Daneben stehen detailreiche Spezialstudien wie Johannes Tripps kunstgeschichtlich-vergleichende Einordnung der Memoria Heinrichs VII. in den europäischen Kontext sowie Mark Mersiowskys sorgfältige Analyse des Finanz- und Rechnungswesens der Luxemburger unter Heranziehung der Originaldokumente, die es ihm erlauben, „große Modernisierungstheorien“ (S. 185) der älteren Forschung in Zweifel zu ziehen.

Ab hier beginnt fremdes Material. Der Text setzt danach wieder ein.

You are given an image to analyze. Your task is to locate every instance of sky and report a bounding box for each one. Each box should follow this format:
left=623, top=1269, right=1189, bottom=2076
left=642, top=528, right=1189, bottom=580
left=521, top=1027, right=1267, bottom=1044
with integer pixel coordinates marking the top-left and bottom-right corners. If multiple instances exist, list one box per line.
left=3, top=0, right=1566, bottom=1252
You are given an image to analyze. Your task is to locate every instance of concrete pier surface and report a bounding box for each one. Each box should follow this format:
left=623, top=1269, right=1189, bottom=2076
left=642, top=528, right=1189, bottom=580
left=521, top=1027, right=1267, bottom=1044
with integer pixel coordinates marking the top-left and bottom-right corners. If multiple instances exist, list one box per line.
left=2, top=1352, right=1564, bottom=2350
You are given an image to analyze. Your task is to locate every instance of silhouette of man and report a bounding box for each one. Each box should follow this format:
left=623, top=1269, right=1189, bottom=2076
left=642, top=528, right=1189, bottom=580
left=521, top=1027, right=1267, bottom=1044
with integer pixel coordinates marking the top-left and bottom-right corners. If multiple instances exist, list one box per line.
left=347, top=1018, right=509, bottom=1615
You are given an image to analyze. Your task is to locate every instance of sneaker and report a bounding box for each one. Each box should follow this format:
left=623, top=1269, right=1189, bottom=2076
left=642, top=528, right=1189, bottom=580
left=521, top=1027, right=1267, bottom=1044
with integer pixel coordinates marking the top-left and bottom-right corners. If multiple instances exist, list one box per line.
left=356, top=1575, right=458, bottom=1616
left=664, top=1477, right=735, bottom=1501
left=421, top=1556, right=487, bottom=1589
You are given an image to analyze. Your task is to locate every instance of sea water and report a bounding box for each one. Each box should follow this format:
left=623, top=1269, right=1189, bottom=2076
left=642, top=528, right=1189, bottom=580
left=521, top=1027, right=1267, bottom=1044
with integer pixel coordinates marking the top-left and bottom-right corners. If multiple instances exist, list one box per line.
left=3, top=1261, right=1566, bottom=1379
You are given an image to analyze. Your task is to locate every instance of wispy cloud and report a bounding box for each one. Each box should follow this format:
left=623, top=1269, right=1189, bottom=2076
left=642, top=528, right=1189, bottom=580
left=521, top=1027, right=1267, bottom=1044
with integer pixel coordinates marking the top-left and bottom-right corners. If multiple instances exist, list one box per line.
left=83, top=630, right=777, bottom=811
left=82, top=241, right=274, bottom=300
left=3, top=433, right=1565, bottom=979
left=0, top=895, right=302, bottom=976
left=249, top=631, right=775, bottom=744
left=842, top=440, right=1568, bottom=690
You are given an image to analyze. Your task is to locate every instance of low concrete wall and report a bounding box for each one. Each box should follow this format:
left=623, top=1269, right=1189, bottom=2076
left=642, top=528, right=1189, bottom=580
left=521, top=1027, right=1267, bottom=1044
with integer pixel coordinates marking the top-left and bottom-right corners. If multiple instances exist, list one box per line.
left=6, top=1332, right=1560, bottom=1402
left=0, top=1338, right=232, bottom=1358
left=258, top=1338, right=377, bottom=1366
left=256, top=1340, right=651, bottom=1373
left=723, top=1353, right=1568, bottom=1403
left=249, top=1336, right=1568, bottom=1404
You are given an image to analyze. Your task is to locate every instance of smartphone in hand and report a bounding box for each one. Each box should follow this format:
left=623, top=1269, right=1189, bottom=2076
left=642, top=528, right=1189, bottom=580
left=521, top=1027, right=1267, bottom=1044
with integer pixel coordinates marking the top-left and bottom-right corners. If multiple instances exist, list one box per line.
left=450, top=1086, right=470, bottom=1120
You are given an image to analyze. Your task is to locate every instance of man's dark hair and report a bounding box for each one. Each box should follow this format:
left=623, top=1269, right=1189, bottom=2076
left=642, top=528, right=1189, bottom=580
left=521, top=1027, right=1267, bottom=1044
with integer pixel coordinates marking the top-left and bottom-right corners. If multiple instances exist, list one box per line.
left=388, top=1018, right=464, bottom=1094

Im Weiteren untersucht Ellen Widder das Verhältnis von Königtum und Kommunen unter den Luxemburgern, Petr Elbel geht in einer skrupulösen Studie der Frage nach, ob die neuen Luxemburger Residenzen im Osten tatsächlich auch als „Verlagerung des Reichsschwerpunkts“ (S. 259) bewertet werden müssen (mit umfangreichem Tabellen- und Kartenanhang zu den königlichen Itineraren), Eva Schlotheuber befasst sich mit den Sprachkenntnissen und der gelehrten Bildung bei den Luxemburgerherrschern, Martin Kintzinger betrachtet die Luxemburger Diplomatie, die er aufs Engste mit den Personen der Herrscher selbst verbunden sieht, Pierre Monnet behandelt die Frage, „ob Karl IV. einer Großpolitik dynastischer, überregionaler und europäischer Dimension gefolgt ist“ (S. 412), und Amalie Fößel interpretiert die umfangreiche Luxemburger Heiratspolitik.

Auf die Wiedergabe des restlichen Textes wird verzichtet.